Change. Those are two examples from the past year that will make communication more effective.

As a department, we've decided to start using standards based learning, rather than grading. Students in our school come to the island of SBL when walking to the science department. They have been indoctrinated to think points, rather than learning.

We are going to focus on the learning part of what we do. Students remain shocked when hearing me say, "I don't care about the grade, I care about the learning." Hopefully, this will reinforce this message.

Change will be a constant on this journey, no question about that!

Saturday, January 4, 2014

OH "It is impossible to get a 4"

http://bicyclethailand.com/
Students say insightful things, if we listen.

The most recent summative assessment was given prior to winter break.
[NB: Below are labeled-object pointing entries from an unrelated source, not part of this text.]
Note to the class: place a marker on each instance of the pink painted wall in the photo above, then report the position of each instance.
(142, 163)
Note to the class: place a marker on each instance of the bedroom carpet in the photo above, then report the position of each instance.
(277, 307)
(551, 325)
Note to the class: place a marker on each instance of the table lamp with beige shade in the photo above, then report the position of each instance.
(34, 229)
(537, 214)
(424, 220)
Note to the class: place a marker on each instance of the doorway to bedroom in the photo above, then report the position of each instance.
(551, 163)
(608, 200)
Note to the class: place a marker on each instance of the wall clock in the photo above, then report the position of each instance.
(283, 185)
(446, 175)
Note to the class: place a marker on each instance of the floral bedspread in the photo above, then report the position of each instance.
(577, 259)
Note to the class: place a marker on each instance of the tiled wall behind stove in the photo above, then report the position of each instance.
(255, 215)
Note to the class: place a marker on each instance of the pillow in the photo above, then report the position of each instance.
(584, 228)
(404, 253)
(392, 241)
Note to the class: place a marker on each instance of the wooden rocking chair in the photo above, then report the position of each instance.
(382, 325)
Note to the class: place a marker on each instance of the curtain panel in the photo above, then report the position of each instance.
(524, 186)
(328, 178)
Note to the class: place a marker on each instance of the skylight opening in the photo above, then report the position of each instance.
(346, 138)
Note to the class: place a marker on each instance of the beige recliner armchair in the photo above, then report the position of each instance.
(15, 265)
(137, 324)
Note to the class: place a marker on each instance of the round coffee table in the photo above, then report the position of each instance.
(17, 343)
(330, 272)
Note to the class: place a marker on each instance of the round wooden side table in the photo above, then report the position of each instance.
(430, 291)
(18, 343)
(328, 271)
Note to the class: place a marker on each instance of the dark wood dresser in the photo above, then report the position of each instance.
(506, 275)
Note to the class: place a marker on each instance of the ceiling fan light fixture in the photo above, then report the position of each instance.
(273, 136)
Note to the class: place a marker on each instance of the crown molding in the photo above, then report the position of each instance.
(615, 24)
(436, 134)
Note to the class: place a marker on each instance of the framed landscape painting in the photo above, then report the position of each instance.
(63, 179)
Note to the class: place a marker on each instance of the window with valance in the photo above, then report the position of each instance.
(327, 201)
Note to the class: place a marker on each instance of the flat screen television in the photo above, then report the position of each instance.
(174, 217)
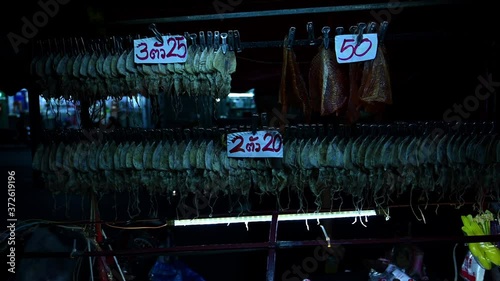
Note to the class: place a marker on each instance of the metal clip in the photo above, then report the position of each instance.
(326, 41)
(310, 32)
(237, 42)
(372, 27)
(263, 119)
(255, 123)
(339, 30)
(210, 39)
(327, 238)
(230, 40)
(216, 40)
(157, 34)
(193, 37)
(382, 31)
(223, 36)
(203, 43)
(361, 29)
(291, 37)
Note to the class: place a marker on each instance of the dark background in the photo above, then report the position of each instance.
(435, 56)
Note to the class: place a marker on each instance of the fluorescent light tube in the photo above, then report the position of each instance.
(241, 95)
(268, 218)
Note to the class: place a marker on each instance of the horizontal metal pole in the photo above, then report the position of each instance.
(288, 12)
(244, 247)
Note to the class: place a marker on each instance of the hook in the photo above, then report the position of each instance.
(310, 32)
(237, 45)
(361, 29)
(291, 37)
(157, 34)
(326, 41)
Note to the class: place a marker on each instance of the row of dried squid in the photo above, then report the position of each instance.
(94, 71)
(367, 166)
(344, 90)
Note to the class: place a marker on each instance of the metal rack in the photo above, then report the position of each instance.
(288, 12)
(271, 246)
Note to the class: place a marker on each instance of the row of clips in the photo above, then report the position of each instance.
(359, 29)
(227, 41)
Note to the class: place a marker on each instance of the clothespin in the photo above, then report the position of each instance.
(237, 41)
(255, 123)
(326, 40)
(310, 33)
(210, 39)
(157, 34)
(326, 236)
(223, 36)
(203, 42)
(230, 40)
(74, 252)
(339, 30)
(263, 119)
(372, 27)
(291, 37)
(193, 37)
(382, 31)
(216, 40)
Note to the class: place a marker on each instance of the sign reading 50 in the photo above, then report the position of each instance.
(348, 50)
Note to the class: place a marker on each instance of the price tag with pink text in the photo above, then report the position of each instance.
(150, 50)
(347, 50)
(264, 144)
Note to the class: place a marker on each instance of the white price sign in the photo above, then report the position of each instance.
(348, 51)
(264, 144)
(150, 50)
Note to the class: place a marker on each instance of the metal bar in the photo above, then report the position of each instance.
(243, 247)
(307, 43)
(287, 12)
(271, 255)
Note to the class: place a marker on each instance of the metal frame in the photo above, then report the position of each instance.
(287, 12)
(271, 246)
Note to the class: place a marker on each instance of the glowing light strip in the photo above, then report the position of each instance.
(268, 218)
(241, 95)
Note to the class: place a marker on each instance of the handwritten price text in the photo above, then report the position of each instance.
(348, 50)
(262, 144)
(150, 50)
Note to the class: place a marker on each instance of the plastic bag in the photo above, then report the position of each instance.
(471, 270)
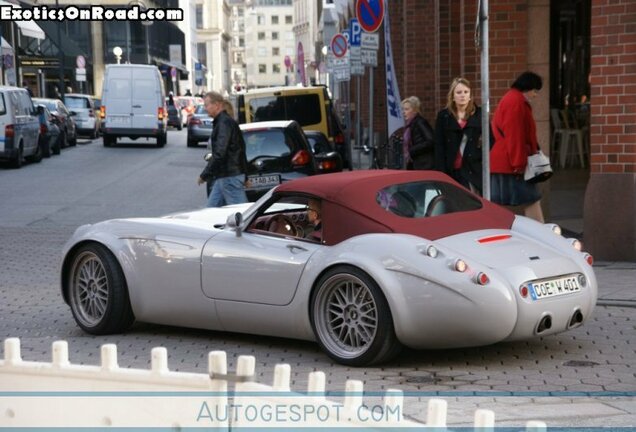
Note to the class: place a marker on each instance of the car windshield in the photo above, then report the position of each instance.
(75, 102)
(267, 142)
(426, 199)
(50, 104)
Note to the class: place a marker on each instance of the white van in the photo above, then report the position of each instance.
(19, 127)
(133, 104)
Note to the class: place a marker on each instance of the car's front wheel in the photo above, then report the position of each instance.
(351, 318)
(97, 291)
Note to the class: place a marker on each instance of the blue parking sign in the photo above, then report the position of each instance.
(355, 32)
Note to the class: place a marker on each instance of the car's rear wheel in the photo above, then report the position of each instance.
(97, 291)
(351, 318)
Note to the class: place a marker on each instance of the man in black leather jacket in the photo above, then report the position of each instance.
(228, 165)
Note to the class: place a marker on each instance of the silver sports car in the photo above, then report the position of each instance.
(363, 262)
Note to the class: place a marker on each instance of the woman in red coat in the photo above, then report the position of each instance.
(515, 134)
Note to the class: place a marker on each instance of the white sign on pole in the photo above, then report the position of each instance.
(369, 57)
(370, 41)
(80, 74)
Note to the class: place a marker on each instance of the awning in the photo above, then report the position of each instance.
(28, 28)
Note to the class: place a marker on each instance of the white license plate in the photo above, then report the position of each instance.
(118, 120)
(264, 181)
(554, 287)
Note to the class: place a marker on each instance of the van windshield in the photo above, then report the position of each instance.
(305, 109)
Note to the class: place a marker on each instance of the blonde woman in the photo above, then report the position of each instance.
(418, 144)
(458, 137)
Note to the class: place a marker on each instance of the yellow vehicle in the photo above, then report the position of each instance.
(310, 106)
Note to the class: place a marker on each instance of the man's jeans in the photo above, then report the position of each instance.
(227, 190)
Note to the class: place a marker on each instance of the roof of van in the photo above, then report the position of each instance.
(281, 89)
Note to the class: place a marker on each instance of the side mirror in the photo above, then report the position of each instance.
(234, 221)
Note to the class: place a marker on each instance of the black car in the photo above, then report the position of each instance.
(49, 140)
(67, 123)
(278, 151)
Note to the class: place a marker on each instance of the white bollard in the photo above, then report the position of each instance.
(12, 351)
(159, 360)
(282, 377)
(436, 414)
(109, 357)
(60, 353)
(485, 420)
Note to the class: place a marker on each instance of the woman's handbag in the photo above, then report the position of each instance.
(538, 168)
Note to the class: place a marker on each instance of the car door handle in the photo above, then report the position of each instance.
(296, 248)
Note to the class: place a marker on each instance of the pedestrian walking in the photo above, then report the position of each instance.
(515, 133)
(228, 165)
(418, 143)
(458, 137)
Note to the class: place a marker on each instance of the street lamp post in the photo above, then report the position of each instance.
(118, 52)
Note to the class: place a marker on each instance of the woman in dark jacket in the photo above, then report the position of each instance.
(460, 122)
(418, 143)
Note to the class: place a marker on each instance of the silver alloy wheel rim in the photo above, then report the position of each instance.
(346, 315)
(89, 289)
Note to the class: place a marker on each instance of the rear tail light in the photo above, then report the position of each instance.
(481, 278)
(460, 265)
(327, 165)
(301, 158)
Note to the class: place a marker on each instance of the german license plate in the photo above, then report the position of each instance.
(264, 181)
(554, 287)
(118, 121)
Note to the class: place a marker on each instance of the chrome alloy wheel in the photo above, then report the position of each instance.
(89, 289)
(346, 315)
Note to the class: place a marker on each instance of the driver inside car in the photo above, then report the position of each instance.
(313, 216)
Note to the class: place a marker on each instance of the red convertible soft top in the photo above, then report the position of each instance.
(350, 206)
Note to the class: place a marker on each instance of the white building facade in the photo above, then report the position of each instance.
(270, 46)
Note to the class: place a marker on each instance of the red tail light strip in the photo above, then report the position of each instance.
(494, 238)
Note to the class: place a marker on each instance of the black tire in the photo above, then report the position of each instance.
(109, 140)
(364, 334)
(37, 156)
(17, 162)
(57, 146)
(97, 291)
(46, 148)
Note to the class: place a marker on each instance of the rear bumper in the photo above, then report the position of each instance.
(134, 133)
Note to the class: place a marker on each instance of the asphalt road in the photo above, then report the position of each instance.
(41, 205)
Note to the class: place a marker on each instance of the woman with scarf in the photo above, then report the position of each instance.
(418, 144)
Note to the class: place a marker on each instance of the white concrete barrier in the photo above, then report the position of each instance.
(62, 394)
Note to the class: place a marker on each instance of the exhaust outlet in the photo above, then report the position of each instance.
(577, 319)
(544, 324)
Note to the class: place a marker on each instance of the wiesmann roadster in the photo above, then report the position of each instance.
(362, 262)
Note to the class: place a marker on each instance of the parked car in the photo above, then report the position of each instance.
(133, 103)
(174, 115)
(277, 152)
(406, 258)
(310, 106)
(67, 123)
(49, 132)
(87, 116)
(199, 126)
(19, 127)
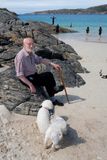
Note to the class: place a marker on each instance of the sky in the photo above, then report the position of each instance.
(28, 6)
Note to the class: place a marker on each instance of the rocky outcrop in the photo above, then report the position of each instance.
(13, 94)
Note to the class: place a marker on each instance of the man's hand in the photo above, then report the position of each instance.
(56, 66)
(32, 88)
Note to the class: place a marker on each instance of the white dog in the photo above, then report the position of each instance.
(55, 132)
(43, 116)
(4, 114)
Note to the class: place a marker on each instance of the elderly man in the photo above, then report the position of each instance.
(25, 62)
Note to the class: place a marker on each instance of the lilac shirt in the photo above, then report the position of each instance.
(25, 63)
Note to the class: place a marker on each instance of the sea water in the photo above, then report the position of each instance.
(77, 23)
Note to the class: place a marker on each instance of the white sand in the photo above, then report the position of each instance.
(86, 114)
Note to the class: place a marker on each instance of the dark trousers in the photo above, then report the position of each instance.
(44, 79)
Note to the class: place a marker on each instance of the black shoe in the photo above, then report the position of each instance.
(58, 88)
(56, 102)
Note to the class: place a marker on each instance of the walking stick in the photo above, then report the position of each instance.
(63, 83)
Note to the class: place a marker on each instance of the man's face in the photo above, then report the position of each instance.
(28, 45)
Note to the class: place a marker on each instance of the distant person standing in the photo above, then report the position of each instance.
(100, 31)
(53, 20)
(57, 28)
(87, 32)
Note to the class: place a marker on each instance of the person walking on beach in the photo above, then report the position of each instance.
(57, 28)
(87, 32)
(100, 32)
(25, 62)
(53, 20)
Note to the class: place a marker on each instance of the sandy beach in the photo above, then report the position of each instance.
(86, 114)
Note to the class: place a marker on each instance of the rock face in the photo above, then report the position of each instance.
(13, 94)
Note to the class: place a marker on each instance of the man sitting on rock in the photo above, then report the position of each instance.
(25, 62)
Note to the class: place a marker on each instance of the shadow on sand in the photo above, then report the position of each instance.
(71, 139)
(72, 99)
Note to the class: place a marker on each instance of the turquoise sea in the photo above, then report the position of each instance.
(78, 22)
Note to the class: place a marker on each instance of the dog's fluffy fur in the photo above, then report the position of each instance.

The days leading up to it saw students seeking understanding with questions about the content. Several came for help during FLEX, which is a half hour period at the end of the day built for remediation, making up work, find answers to questions, free reading and other activities

At the beginning of the session, one of the students uttered the phrase, "It is impossible to get a 4."

We went about the business of answering questions related to transport of materials in and out of a cell. Chunk of whiteboard and markers in hand, my students and I discussed how and why and where and the importance of transporting things across and through the membrane.

I asked the student what he meant. His response was something to the effect, "You expect so much from us to get a four."

As the day ended and students left, I reflected on those student thoughts....and came to "cool." Currently, the gradebook in our district has to be converted to a letter grade. That is not what I want, since it reflects the old traditional notion that "grades are compensation."

What about the picture above.

Looking back at my gradebook from the past year and a half, I have in fact given fewer A's than previously. I don't doubt that my grades in my career have been inflated and not an accurate representation of what students know or can demonstrate. Now that grades communicate learning against the Minnesota Science Standards, the bloat-ation has been removed.

So, yeah, it is hard to get a four. Students get to four, but with effort and mastery of content.

They recognize that, which is even better.